We were the blokes who would climb on roofs carrying boiling hot buckets of tar and put down a nice tarmac roof for you. Hard and dangerous work but bloody well paid.

So I was on this one job where we had to dismantle this huge glass roof/skylight, board it over and then felt the dam thing. We started off by removing all the glass panes and lowering them to the ground until we were, eventually, left with a metal skeleton. All steel girders. The next step was to dismantle the girders. This meant getting a spanner around the 40 year-old nuts and twisting them free. It was a bastard of a job. The heads n the nuts were rusted on solid and no amount of penetration oil was going to help. Use too much force and you just stripped the heads. I did this on one nut on the very edge of the building that held one of the main horizontal girders. Only thing to do now, was hacksaw the bastards off.

So there I was, 50ft up in the air with one arm wrapped around an upright support and the other arm trying to get a hacksaw blade onto this bloody nut. The position of the nut meant that I could only move the blade about 3mm at a time so it was incredibly slow going. Eventually, after about two hours, the blade cut through the last of the bolt and the nut fell free. With a sigh of relief I poked the bolt through it's hole and watched it fall 50ft to the ground.

Then job done, I stepped backwards. Into fresh air.
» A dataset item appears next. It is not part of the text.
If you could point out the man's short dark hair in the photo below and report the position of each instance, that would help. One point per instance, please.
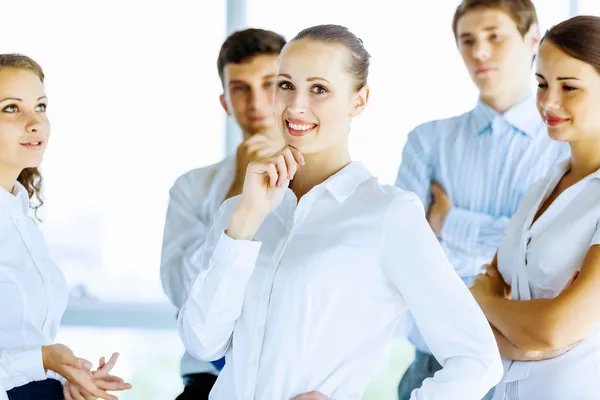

So there I was, falling through the air towards a concrete floor and the only thing running through my mind was:

"You cunt. You stupid fucking cunt"

I honestly didn't have time to be frightened. It was all so quick.

And then I landed, flat on my back, onto an old galvanised water tank. Squashed the bugger flat and walked away without a scratch. But I did start shaking after a few minutes and threw my guts up.
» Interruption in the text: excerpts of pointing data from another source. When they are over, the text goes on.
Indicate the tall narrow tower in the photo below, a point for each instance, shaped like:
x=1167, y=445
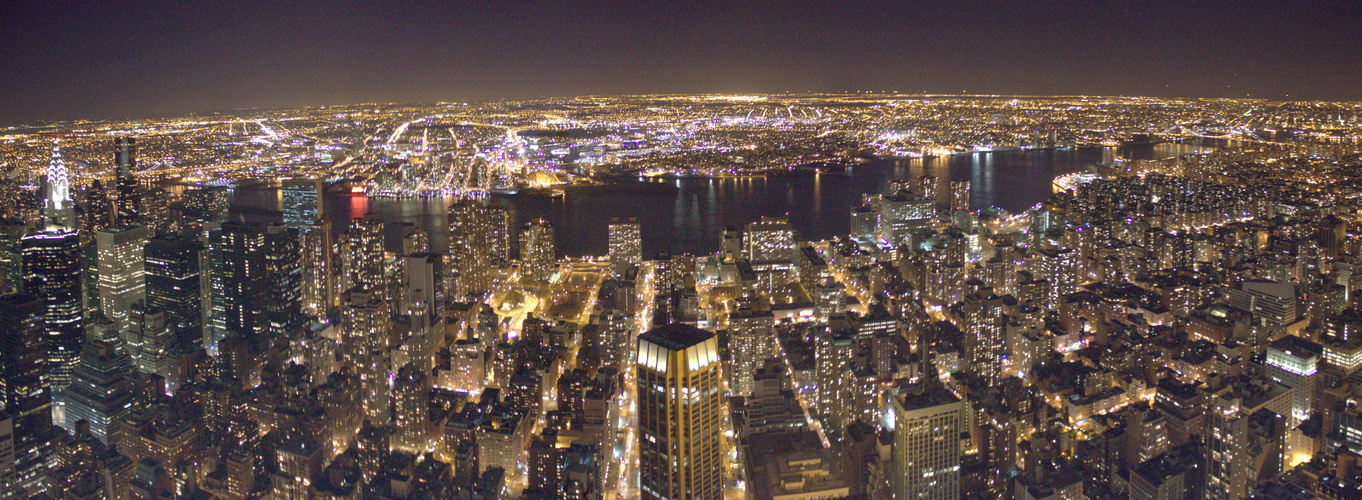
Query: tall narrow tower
x=57, y=209
x=678, y=398
x=130, y=196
(, Wed 2 Jan 2008, 4:44, 6 replies)
You're amazingly lucky then I suppose.
(, Wed 2 Jan 2008, 6:27, closed)
Amazingly lucky would have not to have fallen off in the first place.
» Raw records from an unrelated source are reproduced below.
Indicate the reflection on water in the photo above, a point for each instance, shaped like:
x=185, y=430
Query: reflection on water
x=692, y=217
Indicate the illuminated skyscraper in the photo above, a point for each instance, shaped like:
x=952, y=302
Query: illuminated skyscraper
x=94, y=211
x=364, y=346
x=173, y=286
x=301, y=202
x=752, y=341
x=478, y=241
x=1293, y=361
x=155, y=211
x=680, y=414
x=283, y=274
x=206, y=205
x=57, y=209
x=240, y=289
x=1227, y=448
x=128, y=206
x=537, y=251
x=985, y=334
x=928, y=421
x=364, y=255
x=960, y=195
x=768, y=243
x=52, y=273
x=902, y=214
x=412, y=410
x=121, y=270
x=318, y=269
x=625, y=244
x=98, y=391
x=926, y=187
But I should tell the story of who's job I'd taken. He was amazingly unlucky - and stupid.

(, Wed 2 Jan 2008, 6:59, closed)
Do tell...
(, Wed 2 Jan 2008, 9:25, closed)
hee hee
you said "penetration oil"!

great story, my older brother did something similar: he was up a ladder washing windows and stood back to "admire his work"

(, Wed 2 Jan 2008, 10:33, closed)
think we have a winner

(, Wed 2 Jan 2008, 14:51, closed)
Roofing not to be mistaken for rofling
Hmm I reckon from me sums you would have been doing about 40 mph when you landed... on to a water tank... I dunno most people would at least have been winded for a little while... or suffered internal damage as their organs bounced off their ribcage. I liked the story though although the Badger alternate ending is you lay there and threw up on yourself. Because everyone likes stories where people end up vomiting on themselves!